Klar, ein Roboter ist kein Mensch. Manchmal kann dies aber auch ein Vorteil sein. Beispielsweise ist ein Roboter unendlich geduldig und wird nicht böse, wenn er etwas 50 Mal sagen muss. Manche Menschen fühlen sich dadurch weniger gestresst und verbessern so wieder ihre Kommunikationsfähigkeiten.

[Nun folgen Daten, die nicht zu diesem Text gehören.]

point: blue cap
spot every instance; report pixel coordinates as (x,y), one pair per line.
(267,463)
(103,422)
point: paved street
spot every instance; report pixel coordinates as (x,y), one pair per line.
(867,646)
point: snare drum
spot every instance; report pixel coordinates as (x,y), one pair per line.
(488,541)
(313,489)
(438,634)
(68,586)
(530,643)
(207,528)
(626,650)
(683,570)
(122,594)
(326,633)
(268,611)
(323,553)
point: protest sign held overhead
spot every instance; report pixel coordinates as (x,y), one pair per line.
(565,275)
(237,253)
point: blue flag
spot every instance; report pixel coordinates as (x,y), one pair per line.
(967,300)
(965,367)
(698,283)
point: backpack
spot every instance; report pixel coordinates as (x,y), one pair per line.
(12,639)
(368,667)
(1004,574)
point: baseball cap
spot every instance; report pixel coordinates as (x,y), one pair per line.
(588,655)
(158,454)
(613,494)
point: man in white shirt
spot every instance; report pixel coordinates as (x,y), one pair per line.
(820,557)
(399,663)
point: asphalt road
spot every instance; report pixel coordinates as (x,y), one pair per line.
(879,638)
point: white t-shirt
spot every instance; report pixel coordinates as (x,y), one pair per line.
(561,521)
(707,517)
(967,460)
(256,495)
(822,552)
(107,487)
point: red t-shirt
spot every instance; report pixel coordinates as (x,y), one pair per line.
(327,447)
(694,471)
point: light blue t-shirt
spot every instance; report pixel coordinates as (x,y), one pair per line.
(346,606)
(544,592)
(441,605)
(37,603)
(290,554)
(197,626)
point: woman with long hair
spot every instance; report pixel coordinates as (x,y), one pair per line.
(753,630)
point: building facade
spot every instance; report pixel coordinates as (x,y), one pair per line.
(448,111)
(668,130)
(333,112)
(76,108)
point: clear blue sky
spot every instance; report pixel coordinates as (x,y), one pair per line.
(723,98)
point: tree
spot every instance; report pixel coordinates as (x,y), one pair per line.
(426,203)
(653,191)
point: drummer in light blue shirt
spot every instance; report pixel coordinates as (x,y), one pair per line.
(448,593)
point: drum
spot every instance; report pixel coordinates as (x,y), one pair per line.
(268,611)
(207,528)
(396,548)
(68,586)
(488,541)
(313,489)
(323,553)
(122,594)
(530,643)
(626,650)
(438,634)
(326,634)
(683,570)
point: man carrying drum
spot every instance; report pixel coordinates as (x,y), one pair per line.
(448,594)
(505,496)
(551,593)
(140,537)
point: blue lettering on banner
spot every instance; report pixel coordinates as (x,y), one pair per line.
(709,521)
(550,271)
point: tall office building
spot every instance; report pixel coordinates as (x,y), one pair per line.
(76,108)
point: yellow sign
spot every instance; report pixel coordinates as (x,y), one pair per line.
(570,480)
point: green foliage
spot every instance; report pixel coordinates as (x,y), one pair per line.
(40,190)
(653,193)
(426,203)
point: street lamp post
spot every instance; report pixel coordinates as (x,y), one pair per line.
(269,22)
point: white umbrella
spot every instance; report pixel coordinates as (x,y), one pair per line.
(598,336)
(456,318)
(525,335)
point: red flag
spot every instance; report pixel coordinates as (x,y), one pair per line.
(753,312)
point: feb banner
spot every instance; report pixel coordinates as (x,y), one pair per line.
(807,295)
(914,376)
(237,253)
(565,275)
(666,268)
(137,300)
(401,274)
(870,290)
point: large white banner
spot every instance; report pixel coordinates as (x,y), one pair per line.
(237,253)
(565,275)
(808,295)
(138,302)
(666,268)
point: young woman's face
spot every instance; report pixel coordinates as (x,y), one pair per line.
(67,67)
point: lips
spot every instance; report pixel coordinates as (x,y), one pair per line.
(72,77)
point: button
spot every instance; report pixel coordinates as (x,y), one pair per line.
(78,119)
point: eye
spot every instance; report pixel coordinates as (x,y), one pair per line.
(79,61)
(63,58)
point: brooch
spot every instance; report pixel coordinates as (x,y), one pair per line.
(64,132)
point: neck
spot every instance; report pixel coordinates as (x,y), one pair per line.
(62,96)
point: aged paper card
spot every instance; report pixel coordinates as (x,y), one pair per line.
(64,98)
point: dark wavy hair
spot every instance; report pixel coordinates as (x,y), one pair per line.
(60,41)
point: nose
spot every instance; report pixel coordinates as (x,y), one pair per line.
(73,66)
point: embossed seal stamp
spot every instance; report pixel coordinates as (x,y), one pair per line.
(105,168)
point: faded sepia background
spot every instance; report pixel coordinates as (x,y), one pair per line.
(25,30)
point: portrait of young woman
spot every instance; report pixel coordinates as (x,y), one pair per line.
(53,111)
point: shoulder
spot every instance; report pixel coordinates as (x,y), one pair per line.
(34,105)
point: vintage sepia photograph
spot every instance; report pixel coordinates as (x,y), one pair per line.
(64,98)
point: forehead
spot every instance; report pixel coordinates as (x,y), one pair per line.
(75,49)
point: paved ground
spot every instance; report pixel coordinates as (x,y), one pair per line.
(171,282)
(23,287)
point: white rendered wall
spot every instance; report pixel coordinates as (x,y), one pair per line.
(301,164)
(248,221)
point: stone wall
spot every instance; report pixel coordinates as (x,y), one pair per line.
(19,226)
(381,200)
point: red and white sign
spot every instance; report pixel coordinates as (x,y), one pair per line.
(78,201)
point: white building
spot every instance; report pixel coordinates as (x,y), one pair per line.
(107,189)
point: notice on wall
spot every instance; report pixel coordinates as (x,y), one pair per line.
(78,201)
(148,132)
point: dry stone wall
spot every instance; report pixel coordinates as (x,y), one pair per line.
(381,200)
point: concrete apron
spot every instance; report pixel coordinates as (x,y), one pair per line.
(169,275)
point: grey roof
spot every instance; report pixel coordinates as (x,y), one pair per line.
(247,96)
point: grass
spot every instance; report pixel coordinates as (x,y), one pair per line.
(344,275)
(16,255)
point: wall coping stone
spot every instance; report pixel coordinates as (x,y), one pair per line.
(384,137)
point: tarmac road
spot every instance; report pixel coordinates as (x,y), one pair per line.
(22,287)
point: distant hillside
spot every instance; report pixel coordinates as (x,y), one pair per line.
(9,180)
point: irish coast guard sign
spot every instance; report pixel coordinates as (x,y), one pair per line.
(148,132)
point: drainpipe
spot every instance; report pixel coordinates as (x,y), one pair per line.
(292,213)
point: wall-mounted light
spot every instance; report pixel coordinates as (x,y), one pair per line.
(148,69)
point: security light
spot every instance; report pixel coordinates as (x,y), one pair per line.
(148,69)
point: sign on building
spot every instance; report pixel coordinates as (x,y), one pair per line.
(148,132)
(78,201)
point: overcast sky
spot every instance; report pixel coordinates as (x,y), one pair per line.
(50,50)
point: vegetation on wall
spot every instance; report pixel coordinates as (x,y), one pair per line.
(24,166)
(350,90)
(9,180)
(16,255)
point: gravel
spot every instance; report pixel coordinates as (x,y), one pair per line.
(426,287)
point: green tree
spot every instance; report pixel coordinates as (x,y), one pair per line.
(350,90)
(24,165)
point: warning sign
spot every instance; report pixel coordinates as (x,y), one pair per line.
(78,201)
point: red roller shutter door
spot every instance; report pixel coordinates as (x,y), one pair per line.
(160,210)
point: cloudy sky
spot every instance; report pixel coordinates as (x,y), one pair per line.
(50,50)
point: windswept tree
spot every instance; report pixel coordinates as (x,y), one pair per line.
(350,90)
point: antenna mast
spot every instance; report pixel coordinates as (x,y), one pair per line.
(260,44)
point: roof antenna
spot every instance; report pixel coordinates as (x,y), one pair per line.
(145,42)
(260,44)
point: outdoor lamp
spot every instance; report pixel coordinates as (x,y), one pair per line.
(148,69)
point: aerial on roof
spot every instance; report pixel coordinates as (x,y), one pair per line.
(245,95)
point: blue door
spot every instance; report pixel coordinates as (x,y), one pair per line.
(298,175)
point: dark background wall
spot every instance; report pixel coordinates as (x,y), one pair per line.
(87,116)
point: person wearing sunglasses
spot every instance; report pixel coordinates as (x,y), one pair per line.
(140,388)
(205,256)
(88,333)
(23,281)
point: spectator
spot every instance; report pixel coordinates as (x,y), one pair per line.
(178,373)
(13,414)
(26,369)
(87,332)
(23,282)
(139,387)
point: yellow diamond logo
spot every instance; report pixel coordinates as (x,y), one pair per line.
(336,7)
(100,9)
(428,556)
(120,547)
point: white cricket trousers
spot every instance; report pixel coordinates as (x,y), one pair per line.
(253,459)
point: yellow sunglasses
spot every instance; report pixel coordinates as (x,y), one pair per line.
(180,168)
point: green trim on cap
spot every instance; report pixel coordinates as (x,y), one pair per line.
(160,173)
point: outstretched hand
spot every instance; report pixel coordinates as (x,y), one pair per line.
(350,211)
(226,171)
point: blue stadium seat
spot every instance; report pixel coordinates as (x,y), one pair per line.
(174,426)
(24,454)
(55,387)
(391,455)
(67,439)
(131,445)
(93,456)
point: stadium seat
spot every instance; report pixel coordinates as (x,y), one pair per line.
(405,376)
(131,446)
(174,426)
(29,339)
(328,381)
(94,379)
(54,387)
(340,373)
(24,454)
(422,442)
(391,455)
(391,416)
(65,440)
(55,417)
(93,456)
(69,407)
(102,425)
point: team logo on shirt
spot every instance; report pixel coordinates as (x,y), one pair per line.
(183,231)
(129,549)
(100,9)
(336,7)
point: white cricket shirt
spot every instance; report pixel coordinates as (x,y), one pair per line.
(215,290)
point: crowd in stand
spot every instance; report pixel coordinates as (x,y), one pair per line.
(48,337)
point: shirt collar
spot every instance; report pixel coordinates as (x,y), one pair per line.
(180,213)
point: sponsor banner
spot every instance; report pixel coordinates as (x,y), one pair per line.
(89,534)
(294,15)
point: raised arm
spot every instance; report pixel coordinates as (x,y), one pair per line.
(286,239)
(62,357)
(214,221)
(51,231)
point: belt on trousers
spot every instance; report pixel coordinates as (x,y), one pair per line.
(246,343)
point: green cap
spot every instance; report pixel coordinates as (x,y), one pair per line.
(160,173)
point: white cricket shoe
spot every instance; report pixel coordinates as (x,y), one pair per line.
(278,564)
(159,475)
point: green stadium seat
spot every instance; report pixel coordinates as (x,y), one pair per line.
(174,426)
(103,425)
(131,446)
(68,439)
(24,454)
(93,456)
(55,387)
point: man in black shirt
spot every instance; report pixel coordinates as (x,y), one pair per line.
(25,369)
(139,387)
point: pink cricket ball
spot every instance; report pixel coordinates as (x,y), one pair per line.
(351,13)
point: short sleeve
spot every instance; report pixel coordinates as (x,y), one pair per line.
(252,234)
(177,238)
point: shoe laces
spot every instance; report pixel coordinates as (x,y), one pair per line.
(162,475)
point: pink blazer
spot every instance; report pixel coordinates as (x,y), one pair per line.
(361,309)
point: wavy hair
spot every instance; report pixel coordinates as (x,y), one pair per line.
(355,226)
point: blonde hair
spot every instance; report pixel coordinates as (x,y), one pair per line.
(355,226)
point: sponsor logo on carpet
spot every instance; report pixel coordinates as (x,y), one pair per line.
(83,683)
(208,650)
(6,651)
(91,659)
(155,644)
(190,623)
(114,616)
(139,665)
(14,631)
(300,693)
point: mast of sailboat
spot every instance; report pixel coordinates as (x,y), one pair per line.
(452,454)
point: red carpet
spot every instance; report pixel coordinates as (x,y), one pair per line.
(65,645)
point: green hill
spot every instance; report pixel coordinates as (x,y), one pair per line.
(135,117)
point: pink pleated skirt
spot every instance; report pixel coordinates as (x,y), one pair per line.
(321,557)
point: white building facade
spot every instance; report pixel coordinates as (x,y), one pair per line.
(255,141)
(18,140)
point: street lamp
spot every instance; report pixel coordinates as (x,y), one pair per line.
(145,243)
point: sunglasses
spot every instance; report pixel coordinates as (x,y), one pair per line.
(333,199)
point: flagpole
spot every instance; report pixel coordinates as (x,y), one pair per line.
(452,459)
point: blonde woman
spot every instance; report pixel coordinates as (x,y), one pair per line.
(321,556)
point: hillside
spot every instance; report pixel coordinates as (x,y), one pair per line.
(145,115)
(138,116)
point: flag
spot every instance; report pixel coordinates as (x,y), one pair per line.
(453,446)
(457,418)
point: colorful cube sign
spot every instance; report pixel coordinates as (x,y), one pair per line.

Als Entwickler*innen entscheiden wir, wie robotische Systeme gestaltet werden. Ein besonders wichtiges Ziel dabei ist, dass Roboter Menschen in ihrem Alltag unterstützten. Sie sollen daher die Menschen nicht kontrollieren sondern ihnen ganz im Gegenteil eine eigenständige Lebensweise ermöglichen.

Roboter werden Menschen in naher Zukunft nicht ersetzen können und dies ist auch nicht primäres Ziel der aktuellen Entwicklung robotischer Systeme für die Pflege. Um die Qualität in der Pflege trotz steigender Anzahl an pflegebedürftigen Personen aufrecht zu erhalten, ist eine Unterstützung von Pflegekräften durch robotische Systeme ein Lösungsweg an dem geforscht wird. Dadurch hat das Pflegepersonal mehr Zeit, sich um Belange zu kümmern, bei denen menschliche Fähigkeiten erforderlich und notwendig sind.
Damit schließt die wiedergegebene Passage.